Connecticut drops 1 spot in CNBC’s 2024 Top States for Business list

MARK PAZNIOKAS / CTMIRROR.ORG The state Capitol.

Connecticut remained in the bottom half of CNBC’s annual ranking of the best states in which to do business for this year, in part because it has become less business friendly.

The state dropped one spot to No. 32 in CNBC’s list of “America’s Top States For Business 2024,” which was released Thursday. The state ranked 31st last year.

The cable news channel ranks each state in 10 categories, ranging from education and infrastructure to quality of life and the cost of doing business. 

Connecticut actually improved in six of the 10 categories, with the biggest improvements seen in education, where it ranked fourth this year compared to 13th last year; access to capital (22nd this year, up from 27th last year); infrastructure (29th this year, 33rd last year); and economy (39th this year, 42nd last year). Two other categories, cost of doing business and cost of living, remained unchanged.

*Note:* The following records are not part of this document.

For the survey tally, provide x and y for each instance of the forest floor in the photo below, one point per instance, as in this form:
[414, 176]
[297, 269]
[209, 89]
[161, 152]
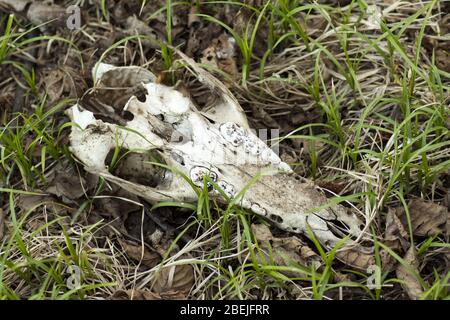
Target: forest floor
[359, 92]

The biggest movement in any category, however, was for “business friendliness,” which saw the state drop from 16th last year to 39th this year.

In a LinkedIn post Thursday, Connecticut Business & Industry Association President and CEO Chris DiPentima said he understands why the state is now considered less business friendly.

“The big decline in Connecticut’s business-friendliness rank largely reflects a series of recent policy decisions imposing or expanding costly workplace mandates,” he wrote, “coupled with inaction on a transformative, bipartisan bill giving hundreds of thousands of small business employees access to quality, affordable healthcare.”

He added that, while it was good to see CNBC award the state top 10 rankings for education (4th) and quality of life (9th), “we can — and must — do more to lower the state’s high cost of living and make it much easier and less costly to start and run a business here.”

Virginia was the top-ranked state overall in CNBC’s list this year, after being ranked second last year. North Carolina, Texas, Georgia and Florida rounded out the top five.

The lowest-rated states this year were Hawaii at 50th, down from 47th last year, followed by Mississippi, Alaska, Louisiana and Montana.

The state rated the most business friendly was North Dakota, which ranked 34th overall in the list, while New York was rated the least business friendly. The Empire State ranked 22nd overall.